You can see just how much has been left out of the Christian faith by just giving a short description. Likewise each other faith has as many varieties within it as Christianity, some have more! However, it is only Christianity that teaches of how God came down from Heaven to Earth and took on our humanity in order to show us, by His example, how to live our lives.

Sunday 30 September 2007

Fairtrade - Some useful facts

It would be hard not to have heard about Fairtrade recently, just as hard to have failed to notice that food prices in the supermarkets are usually falling while, despite rising overheads, the profits of the big three; Tesco’s, Sainsbury’s and Asda are enormous and rising.
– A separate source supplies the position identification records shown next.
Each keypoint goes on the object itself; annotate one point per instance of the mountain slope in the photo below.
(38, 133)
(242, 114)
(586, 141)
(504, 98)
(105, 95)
Obviously, somewhere in the food chain, there is an imbalance. The purchasing powers of the supermarkets are enormous and the competition between them, for a market that is limited in its overall size, is immense. The supermarkets are in a position to dictate to the growers and producers, especially those in the Third World, what they will pay for their goods and this is often at a level that reduces them to poverty and debt. The Prime Minister of St. Vincent and the Grenadines in the Caribbean has warned that that Wal-Mart’s take over of Asda has already had detrimental effects on the islands’ economy.

It was in order to counteract this type of situation that Fairtrade was founded in 1994 by Christian Aid, CAFOD, (The Catholic Agency For Overseas Development) Oxfam, the World Development Movement, the WI (never underestimate the WI!) and Traidcraft Exchange. From the start the concept was successful as in that year Green and Black’s Chocolate rescued growers in the South of Belize from total disaster, when the world Coco prices fell, by purchasing their produce and making from it the first product to bear the Fairtrade label. Green and Black’s still buy coco from the same growers and as Justino Peck, the chairman of the growers association said, “The difference Fairtrade has made for me is that I can make plans.” One of the plans he mentioned is to buy books for his children’s studies.

In Malawi, sugar cane grower and unpaid minister The Rev’d Jameson Mabviko is a member of the local growers committee. They recently received their first Fairtrade order and with the extra income they are planning to supply water to their villages, as the local river is both dirty and crocodile infested. On a personal level Fr. Jameson will now be able to afford the bus ride to the remote villages in order to preside at services on a regular basis.

In the Dominican Republic, 75-year-old farmer Manuel works an eight and a half hour day and is hoping, with the Fairtrade premium, to be able to replace the wooden walls on his house with concrete walls as these will stand up to the hurricanes. Hurricane George all but destroyed his house in 1998.

The Fairtrade Premium can mean that products that carry the Fairtrade Label are, at times, more expensive than the basic products that are on offer, Fairtrade products are however usually of a better quality than those they directly compete with. Consumer pressure should never be underestimated, and those consumers that have purchased Fairtrade products have sent a message to the supermarkets and many now stock Fairtrade items.

Where at all possible we should look for and buy Fairtrade as an expression of our life together and concern for the worlds poor and exploited. The price of our coffee and bananas and biscuits, for example may rise a little, if it does then Jesus comment that, ‘as much as you have done it unto them you have done it unto me’ should encourage us.